Mereka mengidentifikasi jalur sinyal penting yang dikenal sebagai reseptor faktor penghambat leukemia (LIFR). Jalur sinyal adalah sistem komunikasi yang memungkinkan sel menerima instruksi dan mengoordinasikan perilakunya. Dalam hal ini, LIFR tampaknya berperan besar dalam membantu sel CP-A berkembang biak dan berkembang menjadi sel lemak.
“Kami menemukan bahwa proses pembuatan lemak di dalam tubuh didorong oleh LIFR. Meskipun tikus muda tidak memerlukan sinyal ini untuk menghasilkan lemak, tikus yang lebih tua memerlukannya,” jelas Wang. “Penelitian kami menunjukkan bahwa LIFR memainkan peran penting dalam memicu CP-A untuk menciptakan sel-sel lemak baru dan meningkatkan lemak perut pada tikus yang lebih tua.”
Sel penghasil lemak serupa ditemukan pada manusia
Untuk menentukan apakah temuan ini mungkin berlaku di luar tikus, tim menganalisis sampel jaringan manusia dari berbagai usia menggunakan pendekatan pengurutan RNA sel tunggal yang sama.

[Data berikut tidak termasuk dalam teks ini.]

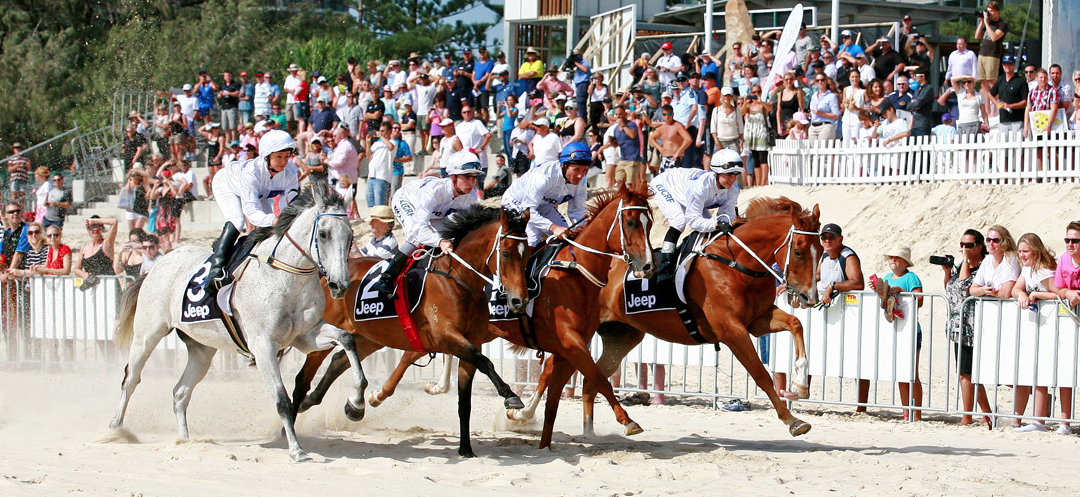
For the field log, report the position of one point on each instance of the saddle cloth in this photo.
(372, 306)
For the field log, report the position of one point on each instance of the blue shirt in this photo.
(825, 104)
(248, 91)
(205, 96)
(582, 76)
(403, 150)
(22, 243)
(629, 147)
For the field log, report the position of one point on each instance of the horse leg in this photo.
(266, 361)
(200, 358)
(617, 345)
(142, 346)
(466, 374)
(559, 374)
(578, 356)
(739, 340)
(530, 406)
(443, 385)
(779, 321)
(376, 398)
(304, 377)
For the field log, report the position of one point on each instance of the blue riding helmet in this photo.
(576, 152)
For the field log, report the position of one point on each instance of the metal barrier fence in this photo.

Para peneliti mengidentifikasi sel yang sangat mirip dengan CP-A yang baru ditemukan. Sel-sel ini ditemukan dalam jumlah yang lebih besar pada jaringan individu paruh baya.
CP-As manusia juga menunjukkan kemampuan yang kuat untuk menghasilkan sel-sel lemak baru, menunjukkan bahwa proses biologis serupa dapat terjadi pada manusia.
“Hasil kami menyoroti pentingnya mengendalikan pembentukan sel-sel lemak baru untuk memerangi obesitas yang berkaitan dengan usia,” kata Wang. “Memahami peran CP-A dalam gangguan metabolisme dan bagaimana sel-sel ini muncul selama penuaan dapat menghasilkan solusi medis baru untuk mengurangi lemak perut dan meningkatkan kesehatan serta umur panjang.”
Potensi target baru untuk obesitas terkait usia
Meskipun diperlukan lebih banyak penelitian, penemuan ini memberikan para ilmuwan target baru yang menjanjikan untuk terapi masa depan.
Para peneliti sekarang berencana untuk mengikuti sel CP-A dalam penelitian pada hewan, mempelajari bagaimana sel-sel ini berperilaku pada manusia, dan mencari cara untuk memblokir atau menghilangkannya. Jika berhasil, pendekatan tersebut berpotensi membantu mencegah penumpukan lemak perut yang biasanya menyertai penuaan.
Penulis pertama studi ini adalah Guan Wang, Ph.D., seorang peneliti di City of Hope, dan Gaoyan Li, Ph.D., seorang peneliti di UCLA.